Mariupol Kindergarten with Russian flags, samovar, etc. soon after Russia had destroyed about 90% of the city’s infrastructure Photo Mariupol City Council

The Russian occupation regime in Mariupol has reported that 263 teenagers have been placed on a register (for heightened surveillance), with 16 young people thus targeted for what are described as “actions of an extremist nature”.  217 young Ukrainians are claimed to have taken part in internet groups “of a suicidal or destructive nature”.  What precisely is meant by a ‘destructive nature’ or by the term ‘radicals’ is of particular importance given that  48 young Ukrainians have been subjected to forced ‘psychiatric treatment’.

The Russian propaganda ‘Donetsk news agency’ reported on 15 October that a meeting had taken place of an ‘interdepartmental working group’. At this meeting, “it was stressed that the Ukrainian side in the SMO [special military operation – Russia’s euphemism for its war against Ukraine] are trying through the Internet to draw children into terrorist activities, moreover not only in the new regions [sic!] but in all of Russia”.

Russia has set about indoctrinating children and young people on any territory that falls under its occupation, as well as establishing full control over all channels of information, including social media.  Since 2014, the Russian proxy ‘Donetsk and Luhansk people’s republics’ have been seizing Ukrainians who reported Russia’s involvement in the military action or simply criticized Russia and its proxy regimes, subjecting them to torture and, often sentencing them to huge terms of imprisonment.  Three Ukrainian hostages, Valery Matiushenko, Olena Fedorak and Marina Yurchak, were finally released in 2024, as part of exchanges of prisoners.  All had been savagely tortured and imprisoned for almost seven years for their pro-Ukrainian position and their opposition to Russia’s military aggression. Other hostages, seized long before Russia’s full-scale invasion of Ukraine, remain imprisoned, as are a huge number of Ukrainian civilians abducted from February 2022.  The grotesque show trials staged against Iryna Navalna, Serhiy Kuris,, Oleksandr Pokorielov,  Hryhory Sinchenko and others make it clear that Russia is using ‘terrorism’ charges against those seized for their pro-Ukrainian views.

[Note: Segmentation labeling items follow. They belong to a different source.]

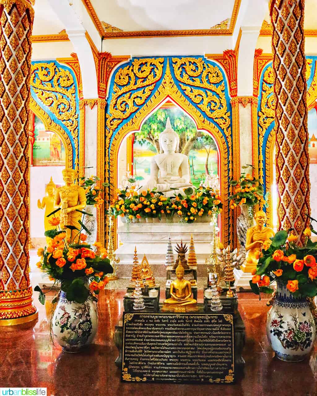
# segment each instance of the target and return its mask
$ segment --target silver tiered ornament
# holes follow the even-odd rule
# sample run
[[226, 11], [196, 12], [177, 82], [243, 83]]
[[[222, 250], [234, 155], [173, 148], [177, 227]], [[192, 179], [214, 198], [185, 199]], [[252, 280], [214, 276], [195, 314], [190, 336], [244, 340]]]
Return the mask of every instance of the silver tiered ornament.
[[217, 274], [210, 274], [210, 288], [211, 289], [211, 301], [210, 301], [210, 309], [212, 311], [217, 312], [222, 309], [222, 304], [220, 301], [219, 293], [217, 290], [216, 282]]
[[136, 281], [136, 288], [134, 292], [134, 302], [133, 303], [133, 309], [135, 311], [139, 311], [144, 309], [145, 306], [142, 295], [140, 281], [138, 279]]

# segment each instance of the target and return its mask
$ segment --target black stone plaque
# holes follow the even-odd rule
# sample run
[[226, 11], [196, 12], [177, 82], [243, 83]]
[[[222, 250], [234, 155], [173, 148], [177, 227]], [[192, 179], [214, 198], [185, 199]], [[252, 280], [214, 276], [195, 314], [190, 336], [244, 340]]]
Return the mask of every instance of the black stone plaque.
[[231, 313], [124, 312], [125, 382], [232, 383]]

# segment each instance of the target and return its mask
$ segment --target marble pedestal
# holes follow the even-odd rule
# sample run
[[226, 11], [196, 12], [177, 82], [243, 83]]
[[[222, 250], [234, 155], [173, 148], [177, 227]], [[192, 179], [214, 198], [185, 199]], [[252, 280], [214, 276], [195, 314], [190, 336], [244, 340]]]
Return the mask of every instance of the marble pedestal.
[[[139, 262], [141, 263], [145, 253], [154, 276], [166, 276], [164, 265], [167, 248], [168, 234], [170, 234], [173, 249], [176, 243], [183, 240], [189, 248], [191, 235], [195, 246], [198, 263], [198, 276], [207, 276], [207, 266], [205, 260], [211, 251], [212, 229], [209, 223], [195, 223], [193, 224], [182, 223], [130, 223], [119, 221], [117, 233], [123, 245], [116, 250], [117, 257], [120, 258], [118, 265], [120, 277], [131, 276], [135, 246], [136, 246]], [[174, 258], [177, 253], [174, 251]]]
[[250, 283], [252, 279], [251, 272], [244, 272], [241, 270], [235, 268], [233, 273], [235, 278], [235, 286], [237, 291], [243, 291], [246, 290], [251, 291]]

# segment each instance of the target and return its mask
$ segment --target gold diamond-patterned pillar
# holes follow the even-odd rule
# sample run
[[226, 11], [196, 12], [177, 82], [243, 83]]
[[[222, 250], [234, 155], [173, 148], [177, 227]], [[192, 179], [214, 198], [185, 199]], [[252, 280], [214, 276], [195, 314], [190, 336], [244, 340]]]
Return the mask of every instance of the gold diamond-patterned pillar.
[[294, 228], [302, 242], [310, 212], [304, 4], [304, 0], [273, 0], [270, 13], [279, 227]]
[[31, 35], [27, 0], [0, 0], [0, 328], [29, 325], [29, 131]]

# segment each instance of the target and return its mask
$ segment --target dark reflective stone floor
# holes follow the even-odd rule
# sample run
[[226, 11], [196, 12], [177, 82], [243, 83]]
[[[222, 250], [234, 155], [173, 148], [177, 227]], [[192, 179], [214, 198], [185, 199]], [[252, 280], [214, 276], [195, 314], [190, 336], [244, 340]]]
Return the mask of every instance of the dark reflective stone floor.
[[[124, 293], [107, 290], [101, 295], [94, 343], [74, 354], [63, 353], [59, 345], [53, 345], [45, 308], [35, 301], [39, 314], [33, 329], [0, 332], [0, 386], [46, 387], [48, 395], [54, 396], [192, 396], [194, 392], [199, 396], [317, 395], [317, 344], [302, 362], [289, 363], [274, 358], [265, 334], [265, 300], [259, 301], [248, 293], [239, 293], [239, 310], [246, 328], [246, 366], [244, 376], [235, 385], [121, 383], [120, 370], [114, 363], [117, 350], [113, 338]], [[199, 301], [202, 298], [200, 291]]]

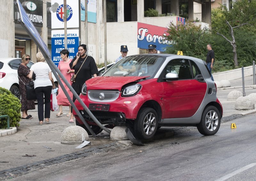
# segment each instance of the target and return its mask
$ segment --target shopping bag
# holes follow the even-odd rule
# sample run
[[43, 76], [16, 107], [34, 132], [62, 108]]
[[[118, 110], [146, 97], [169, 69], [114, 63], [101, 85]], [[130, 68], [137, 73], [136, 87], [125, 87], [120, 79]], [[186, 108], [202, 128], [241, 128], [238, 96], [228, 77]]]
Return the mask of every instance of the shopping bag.
[[57, 98], [56, 97], [56, 93], [54, 92], [54, 89], [52, 90], [52, 94], [51, 95], [51, 110], [52, 111], [58, 110]]

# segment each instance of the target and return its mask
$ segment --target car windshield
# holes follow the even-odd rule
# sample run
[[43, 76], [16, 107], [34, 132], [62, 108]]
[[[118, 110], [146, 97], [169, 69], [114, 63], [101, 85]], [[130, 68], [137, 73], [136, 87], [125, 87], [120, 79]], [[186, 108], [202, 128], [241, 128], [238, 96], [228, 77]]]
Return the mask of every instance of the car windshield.
[[156, 55], [129, 56], [121, 59], [102, 76], [152, 77], [165, 59], [165, 57]]

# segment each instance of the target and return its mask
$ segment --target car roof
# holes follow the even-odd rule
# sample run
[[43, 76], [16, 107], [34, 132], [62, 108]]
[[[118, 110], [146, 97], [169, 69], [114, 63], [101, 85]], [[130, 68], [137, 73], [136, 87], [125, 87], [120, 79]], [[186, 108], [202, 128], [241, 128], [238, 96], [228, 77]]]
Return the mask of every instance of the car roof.
[[2, 62], [4, 63], [7, 63], [9, 62], [11, 60], [17, 59], [21, 59], [19, 58], [0, 58], [0, 62]]
[[175, 54], [140, 54], [137, 55], [129, 55], [128, 56], [145, 56], [148, 55], [150, 56], [151, 55], [157, 55], [160, 56], [167, 58], [167, 57], [172, 57], [172, 59], [173, 58], [180, 58], [180, 59], [190, 59], [191, 60], [196, 61], [199, 62], [201, 62], [202, 61], [203, 61], [201, 59], [197, 58], [196, 57], [191, 57], [189, 56], [187, 56], [186, 55], [176, 55]]

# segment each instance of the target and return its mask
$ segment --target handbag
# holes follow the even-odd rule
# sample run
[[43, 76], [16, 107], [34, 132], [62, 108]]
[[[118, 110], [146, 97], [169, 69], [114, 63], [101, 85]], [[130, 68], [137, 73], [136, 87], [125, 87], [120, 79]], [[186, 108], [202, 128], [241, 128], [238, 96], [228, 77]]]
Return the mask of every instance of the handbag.
[[36, 96], [34, 88], [34, 82], [31, 81], [25, 84], [27, 99], [28, 100], [36, 100]]
[[88, 55], [87, 55], [87, 56], [86, 57], [85, 59], [84, 59], [84, 62], [83, 62], [82, 65], [81, 65], [81, 66], [80, 67], [80, 68], [79, 69], [79, 70], [78, 70], [77, 72], [76, 72], [76, 74], [74, 74], [72, 76], [72, 77], [71, 77], [71, 78], [70, 79], [70, 81], [72, 82], [76, 82], [76, 75], [77, 75], [77, 74], [78, 74], [78, 72], [79, 72], [79, 71], [80, 70], [80, 69], [81, 69], [81, 68], [82, 67], [82, 66], [83, 66], [83, 65], [84, 64], [84, 62], [85, 61], [85, 60], [86, 60], [86, 59], [87, 58], [87, 57], [88, 57]]
[[26, 95], [27, 99], [28, 100], [36, 100], [37, 99], [36, 95], [36, 91], [34, 88], [34, 82], [31, 81], [28, 83], [25, 83], [22, 81], [21, 79], [18, 76], [18, 77], [22, 83], [25, 85], [25, 89], [26, 90]]

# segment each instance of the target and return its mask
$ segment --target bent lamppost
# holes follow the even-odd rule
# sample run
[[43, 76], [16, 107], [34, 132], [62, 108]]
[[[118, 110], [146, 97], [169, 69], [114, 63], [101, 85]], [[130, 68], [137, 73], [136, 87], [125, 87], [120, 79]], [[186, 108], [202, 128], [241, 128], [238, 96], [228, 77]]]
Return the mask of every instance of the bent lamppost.
[[43, 40], [42, 40], [38, 32], [34, 26], [34, 25], [33, 25], [31, 22], [30, 19], [28, 16], [27, 13], [21, 6], [21, 4], [20, 1], [19, 0], [17, 0], [17, 1], [14, 1], [13, 3], [15, 5], [16, 9], [17, 9], [17, 11], [19, 12], [20, 15], [20, 18], [18, 20], [18, 21], [20, 23], [20, 25], [23, 27], [24, 29], [26, 31], [31, 39], [35, 42], [36, 46], [39, 48], [42, 54], [44, 55], [45, 60], [49, 65], [53, 75], [59, 82], [61, 87], [62, 88], [65, 95], [68, 98], [68, 101], [69, 101], [71, 105], [73, 107], [73, 108], [77, 114], [78, 117], [85, 126], [88, 129], [88, 130], [92, 135], [94, 137], [96, 136], [95, 133], [88, 124], [84, 120], [84, 118], [78, 111], [78, 109], [76, 107], [72, 99], [69, 97], [67, 90], [65, 88], [64, 85], [60, 81], [60, 79], [58, 76], [58, 75], [60, 77], [64, 82], [64, 83], [72, 92], [73, 95], [76, 98], [76, 99], [87, 112], [90, 116], [92, 118], [94, 122], [103, 130], [105, 131], [107, 133], [110, 134], [111, 131], [109, 129], [103, 126], [97, 119], [95, 117], [88, 108], [86, 106], [86, 105], [85, 105], [84, 102], [80, 98], [78, 95], [77, 95], [73, 88], [71, 87], [71, 85], [68, 82], [67, 80], [66, 80], [66, 78], [65, 78], [65, 77], [64, 77], [60, 72], [60, 70], [57, 68], [52, 61], [50, 52], [48, 50], [47, 46]]

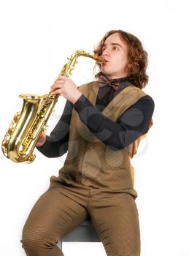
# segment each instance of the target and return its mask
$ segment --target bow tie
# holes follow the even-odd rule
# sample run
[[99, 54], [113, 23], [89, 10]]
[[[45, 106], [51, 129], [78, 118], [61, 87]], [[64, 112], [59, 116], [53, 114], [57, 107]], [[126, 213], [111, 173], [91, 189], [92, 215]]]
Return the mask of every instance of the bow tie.
[[104, 75], [101, 75], [98, 81], [99, 87], [104, 87], [109, 85], [115, 91], [117, 91], [120, 87], [120, 79], [109, 79]]

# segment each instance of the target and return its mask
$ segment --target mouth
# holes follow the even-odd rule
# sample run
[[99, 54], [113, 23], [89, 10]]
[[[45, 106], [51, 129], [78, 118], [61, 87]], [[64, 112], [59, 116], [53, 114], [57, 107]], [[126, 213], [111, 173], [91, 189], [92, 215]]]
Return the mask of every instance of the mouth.
[[109, 61], [103, 58], [103, 64], [106, 64], [107, 62], [109, 62]]

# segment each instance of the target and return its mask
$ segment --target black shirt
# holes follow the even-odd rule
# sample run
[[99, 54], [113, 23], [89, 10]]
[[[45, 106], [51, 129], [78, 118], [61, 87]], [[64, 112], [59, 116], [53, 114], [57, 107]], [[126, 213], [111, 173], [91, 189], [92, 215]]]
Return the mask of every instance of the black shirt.
[[36, 148], [47, 157], [58, 157], [67, 151], [73, 108], [92, 134], [111, 149], [116, 151], [127, 147], [147, 131], [155, 108], [153, 98], [149, 95], [140, 98], [123, 112], [117, 122], [107, 118], [101, 111], [129, 84], [123, 79], [117, 91], [109, 85], [100, 87], [95, 105], [83, 94], [74, 104], [67, 100], [59, 121], [50, 136], [47, 135], [45, 143]]

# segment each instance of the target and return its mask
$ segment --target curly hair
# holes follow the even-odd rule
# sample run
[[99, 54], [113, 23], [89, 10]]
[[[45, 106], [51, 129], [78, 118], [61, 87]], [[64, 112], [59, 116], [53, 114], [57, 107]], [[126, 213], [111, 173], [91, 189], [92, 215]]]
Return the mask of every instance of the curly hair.
[[[126, 32], [123, 30], [111, 30], [106, 33], [105, 36], [95, 48], [93, 53], [95, 55], [101, 56], [102, 54], [102, 47], [106, 39], [112, 34], [119, 33], [120, 39], [125, 41], [128, 45], [128, 78], [135, 86], [143, 89], [148, 83], [148, 75], [146, 72], [148, 64], [147, 53], [144, 50], [142, 42], [134, 35]], [[96, 63], [94, 67], [94, 73], [96, 67], [99, 67], [100, 72], [95, 75], [95, 78], [99, 78], [102, 74], [101, 64]]]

It is extremely likely that the teenagers, now incarcerated in ‘psychiatric institutions’, are also there because of their views. 

The current Russian regime has been quietly resurrecting the notorious practices of Soviet punitive psychiatry for many years now, with this recently used against Ukrainians in occupied Crimea or from other parts of Ukraine that came under Russian occupation.  In Crimea, for example, Crimean Tatar human rights activist Yunus Masharipov faced absurd charges, without any evidence, with the activist, placed in a psychiatric ward, rather than a prison, with this potentially enabling the regime to keep him imprisoned indefinitely.

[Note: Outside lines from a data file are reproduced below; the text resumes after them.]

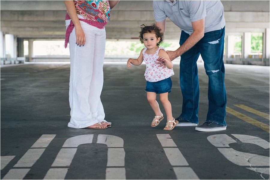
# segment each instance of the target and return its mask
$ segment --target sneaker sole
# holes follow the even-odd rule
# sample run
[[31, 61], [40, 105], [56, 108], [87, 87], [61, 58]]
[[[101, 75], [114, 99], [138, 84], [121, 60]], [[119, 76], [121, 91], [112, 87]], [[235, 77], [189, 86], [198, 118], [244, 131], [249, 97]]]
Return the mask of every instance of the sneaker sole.
[[191, 122], [179, 122], [176, 126], [193, 126], [198, 125], [197, 124]]
[[226, 127], [221, 127], [220, 128], [199, 128], [196, 127], [195, 128], [195, 130], [198, 131], [202, 131], [203, 132], [212, 132], [213, 131], [223, 131], [226, 130]]

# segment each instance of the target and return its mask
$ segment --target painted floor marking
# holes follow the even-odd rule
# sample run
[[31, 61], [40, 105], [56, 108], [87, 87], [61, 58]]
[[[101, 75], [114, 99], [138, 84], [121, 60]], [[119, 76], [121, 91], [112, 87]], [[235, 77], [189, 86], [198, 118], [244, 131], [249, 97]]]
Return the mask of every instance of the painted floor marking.
[[164, 148], [172, 166], [188, 166], [188, 163], [178, 148]]
[[169, 134], [157, 134], [162, 147], [177, 147]]
[[[269, 143], [258, 137], [244, 134], [232, 134], [242, 143], [256, 144], [264, 149], [269, 148]], [[237, 143], [225, 134], [215, 134], [207, 137], [207, 139], [229, 161], [239, 166], [250, 167], [247, 169], [260, 173], [269, 175], [269, 157], [236, 151], [230, 147], [229, 145]], [[223, 148], [220, 148], [220, 147]], [[257, 167], [256, 166], [260, 167]], [[267, 167], [262, 167], [262, 166]]]
[[45, 148], [28, 149], [14, 167], [32, 167], [45, 151]]
[[227, 112], [232, 114], [247, 122], [260, 128], [266, 132], [270, 132], [270, 131], [269, 131], [269, 126], [267, 124], [261, 122], [257, 120], [255, 120], [251, 117], [238, 112], [228, 107], [226, 107], [226, 111]]
[[[38, 159], [45, 149], [56, 134], [43, 134], [31, 147], [35, 148], [28, 150], [14, 165], [14, 167], [31, 167]], [[14, 156], [15, 157], [15, 156]], [[8, 163], [10, 162], [10, 161]], [[1, 160], [1, 163], [2, 163]], [[1, 164], [1, 167], [2, 166]], [[11, 169], [7, 173], [3, 179], [22, 179], [30, 170], [30, 169]]]
[[31, 147], [47, 147], [56, 136], [56, 134], [43, 134]]
[[30, 170], [30, 169], [12, 169], [2, 179], [22, 179]]
[[67, 168], [51, 168], [43, 179], [64, 179], [68, 170]]
[[[52, 167], [49, 170], [44, 179], [64, 179], [68, 172], [67, 167], [70, 165], [77, 151], [77, 148], [80, 144], [92, 143], [94, 134], [77, 136], [67, 139], [58, 153]], [[106, 169], [106, 179], [125, 179], [126, 170], [123, 167], [125, 164], [125, 152], [124, 148], [124, 140], [120, 137], [106, 134], [99, 134], [97, 143], [107, 145], [108, 148], [107, 168]], [[60, 167], [62, 167], [62, 168]]]
[[15, 157], [15, 156], [5, 156], [0, 157], [0, 159], [1, 160], [1, 170], [2, 170], [9, 163], [9, 162]]
[[125, 165], [125, 153], [123, 148], [123, 139], [115, 136], [99, 134], [97, 143], [107, 145], [108, 147], [107, 166], [115, 167], [107, 167], [106, 169], [106, 179], [125, 179], [125, 168], [119, 167]]
[[106, 179], [125, 179], [124, 167], [109, 167], [106, 169]]
[[268, 120], [270, 120], [270, 115], [268, 114], [267, 113], [265, 113], [261, 112], [258, 111], [257, 111], [256, 109], [253, 109], [251, 108], [250, 108], [246, 106], [245, 106], [243, 105], [233, 105], [234, 106], [235, 106], [236, 107], [240, 108], [241, 109], [242, 109], [244, 110], [245, 110], [247, 111], [255, 114], [258, 116], [259, 116], [262, 117], [264, 117]]
[[[169, 134], [157, 134], [157, 136], [163, 147], [177, 147]], [[200, 179], [191, 168], [176, 166], [188, 166], [188, 163], [177, 148], [165, 148], [165, 154], [172, 166], [177, 179]]]
[[77, 148], [62, 148], [60, 149], [52, 166], [69, 167], [77, 152]]
[[189, 167], [174, 167], [177, 179], [200, 179], [193, 170]]
[[239, 139], [242, 143], [256, 144], [265, 149], [270, 148], [270, 144], [269, 143], [260, 137], [243, 134], [232, 134], [232, 135]]

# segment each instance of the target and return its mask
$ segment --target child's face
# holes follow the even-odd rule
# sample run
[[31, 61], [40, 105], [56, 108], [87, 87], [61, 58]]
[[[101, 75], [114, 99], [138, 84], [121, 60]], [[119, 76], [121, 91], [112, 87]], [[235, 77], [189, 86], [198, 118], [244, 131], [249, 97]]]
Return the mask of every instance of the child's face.
[[144, 33], [142, 34], [143, 43], [146, 47], [151, 49], [156, 47], [157, 44], [159, 42], [160, 38], [157, 38], [155, 33]]

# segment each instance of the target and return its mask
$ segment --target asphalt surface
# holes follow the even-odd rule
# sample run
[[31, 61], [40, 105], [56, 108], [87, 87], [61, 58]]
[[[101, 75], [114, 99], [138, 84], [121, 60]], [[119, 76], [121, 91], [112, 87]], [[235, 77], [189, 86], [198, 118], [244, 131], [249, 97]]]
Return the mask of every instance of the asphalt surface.
[[[203, 64], [198, 66], [200, 125], [208, 78]], [[164, 131], [166, 117], [152, 127], [145, 68], [104, 64], [101, 98], [112, 127], [95, 130], [67, 126], [69, 64], [2, 66], [1, 179], [269, 179], [269, 66], [225, 64], [228, 126], [213, 132]], [[173, 69], [169, 98], [177, 117], [182, 97], [178, 64]]]

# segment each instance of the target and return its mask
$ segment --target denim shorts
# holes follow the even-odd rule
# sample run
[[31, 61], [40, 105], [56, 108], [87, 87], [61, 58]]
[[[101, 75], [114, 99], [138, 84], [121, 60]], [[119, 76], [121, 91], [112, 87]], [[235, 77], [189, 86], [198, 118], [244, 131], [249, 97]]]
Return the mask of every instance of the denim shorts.
[[145, 90], [148, 92], [153, 92], [157, 94], [162, 94], [171, 92], [172, 83], [171, 78], [157, 82], [146, 81]]

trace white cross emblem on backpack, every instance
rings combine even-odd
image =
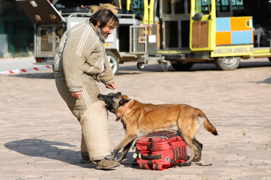
[[[165,158],[165,160],[166,161],[166,162],[167,162],[169,160],[169,157],[168,156],[167,157],[166,157],[166,158]]]

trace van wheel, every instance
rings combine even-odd
[[[219,70],[234,70],[239,66],[241,59],[240,56],[220,57],[215,59],[215,63]]]
[[[175,70],[178,71],[182,71],[188,70],[191,68],[194,63],[188,62],[186,64],[182,64],[180,62],[176,63],[171,64],[171,66]]]
[[[105,53],[107,55],[109,65],[112,69],[112,72],[114,75],[117,75],[119,70],[119,60],[111,52],[107,52]]]
[[[143,69],[145,68],[145,65],[146,64],[144,62],[138,62],[137,64],[136,64],[136,65],[137,66],[137,67],[139,69]]]

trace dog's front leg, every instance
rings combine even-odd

In December 2022, a Russian court forcibly placed Victoria Petrova in a psychiatric hospital for social media posts condemning  Russia’s war of aggression against Ukraine. 

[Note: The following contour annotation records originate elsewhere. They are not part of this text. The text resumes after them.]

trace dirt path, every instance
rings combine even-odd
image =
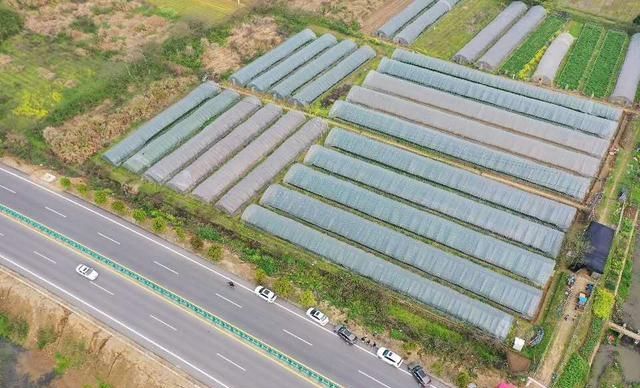
[[[578,314],[580,314],[580,311],[576,309],[575,303],[576,299],[578,298],[578,293],[584,290],[590,281],[591,279],[584,275],[577,275],[576,283],[573,285],[571,292],[567,297],[563,316],[568,316],[568,319],[561,319],[558,323],[555,338],[549,346],[549,351],[545,356],[543,364],[538,369],[538,373],[536,373],[535,377],[536,380],[540,381],[546,386],[551,385],[551,377],[553,376],[553,372],[556,370],[558,363],[562,359],[564,349],[566,349],[568,341],[575,329],[577,317]]]
[[[382,26],[387,20],[398,12],[402,11],[412,0],[391,0],[383,7],[373,11],[371,15],[362,23],[362,32],[373,34],[376,29]]]

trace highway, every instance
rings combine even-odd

In March 2023, Ukraine managed to return a Kharkiv woman to Ukraine after she had been effectively held prisoner in two Russian psychiatric hospitals for ten months (seemingly after being taken to Russia from parts of Kharkiv under occupation in early 2022).  She had been offered her release (officially, discharge from hospital) several times, but only if she agreed to take Russian citizenship, which she consistently refused to do.